Para o o diretor do Departamento de Vigilância em Saúde Ambiental e
Saúde do Trabalhador do Ministério da Saúde, Guilherme Franco Netto, a
publicação é inédita e mostra o tamanho do desafio para os
trabalhadores, gestores do Sistema Único de Saúde, do Ministério do
Trabalho, da Previdência no diagnóstico, na prevenção, assistência e
vigilância nessa área..
“Esse documento permite que organizemos integradamente [governos e
órgãos de saúde]os conjuntos de ações para combater o câncer relacionado
ao ambiente de trabalho.
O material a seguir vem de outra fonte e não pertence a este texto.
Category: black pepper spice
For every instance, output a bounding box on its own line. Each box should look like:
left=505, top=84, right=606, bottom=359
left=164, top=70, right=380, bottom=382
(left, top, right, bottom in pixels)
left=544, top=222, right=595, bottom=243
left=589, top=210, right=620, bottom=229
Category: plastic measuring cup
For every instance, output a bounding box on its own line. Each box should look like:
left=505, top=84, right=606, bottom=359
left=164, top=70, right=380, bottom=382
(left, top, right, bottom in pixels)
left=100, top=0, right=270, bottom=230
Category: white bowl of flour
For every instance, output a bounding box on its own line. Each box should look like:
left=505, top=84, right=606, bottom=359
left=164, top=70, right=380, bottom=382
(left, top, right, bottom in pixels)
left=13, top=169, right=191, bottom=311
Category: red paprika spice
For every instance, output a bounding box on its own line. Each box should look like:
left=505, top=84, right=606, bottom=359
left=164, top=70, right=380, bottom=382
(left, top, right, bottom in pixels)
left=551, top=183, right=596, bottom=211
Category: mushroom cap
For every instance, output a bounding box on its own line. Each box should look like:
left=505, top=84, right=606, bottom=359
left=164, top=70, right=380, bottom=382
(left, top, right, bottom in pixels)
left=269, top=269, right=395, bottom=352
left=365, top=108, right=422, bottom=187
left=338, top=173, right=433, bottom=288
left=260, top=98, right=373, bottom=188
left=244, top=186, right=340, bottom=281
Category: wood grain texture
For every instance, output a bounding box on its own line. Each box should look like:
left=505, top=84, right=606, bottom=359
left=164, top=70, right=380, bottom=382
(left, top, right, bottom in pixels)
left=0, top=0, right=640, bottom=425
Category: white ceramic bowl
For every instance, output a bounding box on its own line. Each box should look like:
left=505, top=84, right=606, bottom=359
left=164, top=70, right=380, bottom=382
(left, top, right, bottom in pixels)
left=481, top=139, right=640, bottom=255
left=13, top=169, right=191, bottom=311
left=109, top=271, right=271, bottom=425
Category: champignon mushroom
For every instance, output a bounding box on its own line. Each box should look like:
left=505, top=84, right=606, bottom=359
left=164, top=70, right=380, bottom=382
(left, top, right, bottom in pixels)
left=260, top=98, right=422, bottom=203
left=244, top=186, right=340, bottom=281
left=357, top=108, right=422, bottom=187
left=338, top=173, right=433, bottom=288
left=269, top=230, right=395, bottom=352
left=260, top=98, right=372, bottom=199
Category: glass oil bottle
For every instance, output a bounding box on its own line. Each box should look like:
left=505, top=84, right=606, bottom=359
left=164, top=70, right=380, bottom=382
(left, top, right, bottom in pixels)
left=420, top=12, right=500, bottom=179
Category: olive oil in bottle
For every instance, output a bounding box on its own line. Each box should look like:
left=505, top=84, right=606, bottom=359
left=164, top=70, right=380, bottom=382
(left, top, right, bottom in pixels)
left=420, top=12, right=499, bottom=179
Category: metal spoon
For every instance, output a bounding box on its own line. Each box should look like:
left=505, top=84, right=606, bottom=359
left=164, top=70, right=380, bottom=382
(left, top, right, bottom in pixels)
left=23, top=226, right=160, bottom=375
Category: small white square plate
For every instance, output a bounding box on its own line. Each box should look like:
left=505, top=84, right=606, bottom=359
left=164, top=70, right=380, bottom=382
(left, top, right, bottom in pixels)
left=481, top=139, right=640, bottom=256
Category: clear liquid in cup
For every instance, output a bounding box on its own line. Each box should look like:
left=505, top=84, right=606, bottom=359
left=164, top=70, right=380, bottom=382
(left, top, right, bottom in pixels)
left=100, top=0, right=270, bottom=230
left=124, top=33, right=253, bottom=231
Hoje, as medidas são muito pontuais. Além de
nos dar suporte técnico, mostra uma dívida [do Estado] com a sociedade,
que deve ser prontamente sanada”.
Guilherme Netto lembrou ainda que após o boom industrial da década de
70, somente agora casos de câncer antes incomuns estão aparecendo e que é
fundamental diagnosticar esses casos, notificar e prevenir para que
novos casos não aconteçam. Segundo ele, os sindicatos têm um papel vital
principalmente no processo de prevenção.
“Ninguém do mercado vai apresentar uma lista dos problemas que um
empregado pode ter em função de determinado trabalho. O papel do
sindicato, por exemplo, é muito importante nesse sentido para alertar os
trabalhadores sobre essas substâncias”, completou Netto.